I don't know if a socket file in use should count as an open file, but in the case of unix domain sockets, lsof
will only list as NAME
(and is only able to find by) the exact name a socket was bound to, whether that's a relative or absolute path, and with any path artifacts left unchanged:
$ cd /tmp
$ nc -dUl ./././///sock &
[3] 6324
$ ls sock /tmp/sock ./sock
./sock /tmp/sock sock
$ lsof sock /tmp/sock ./sock
[nothing]
$ lsof ./././///sock
COMMAND PID USER FD TYPE DEVICE SIZE/OFF NODE NAME
nc 6324 XXX 3u unix 0xffff9f9faab76000 0t0 175260 ./././///sock type=STREAM
Notice that in the case of a non-abstract unix domain socket, the path the socket was bound or connected to matters only until the kernel has resolved it; it's the [device,inode] tuple which is the real address the socket is bound or connected to:
$ cd /tmp
$ nc -dUl ./././///sock &
[1] 7293
$ mv sock SOCK
$ lsof -aUp $!
COMMAND PID USER FD TYPE DEVICE SIZE/OFF NODE NAME
nc 7293 xxx 3u unix 0xffff908d70bb5800 0t0 1137631 ./././///sock type=STREAM
$ lsof ./././///sock
lsof: status error on ./././///sock: No such file or directory
[stupid junk snipped]
$ lsof SOCK
[nothing]
$ nc -U ./././///sock
nc: unix connect failed: No such file or directory
$ nc -U SOCK
[connected ok]
lsof
is also not able to find datagram sockets "connected" (ie. with their default send address set) to another socket, is making impossible to distinguish abstract sockets with a @
in their name from those with a NUL byte in their name, etc.
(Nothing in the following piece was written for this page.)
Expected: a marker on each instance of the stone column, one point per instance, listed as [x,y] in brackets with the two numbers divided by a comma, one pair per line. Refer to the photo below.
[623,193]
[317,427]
Just in case someone's wondering, all the needed info is available via the sock_diag
interface (UDIAG_SHOW_VFS
, UDIAG_SHOW_PEER
look at the linux/unix_udiag.h
header); it's just that lsof
is too dumb to make use of it.
Note: the examples are using the nc
from the netcat-openbsd
package from Debian, which supports Unix sockets.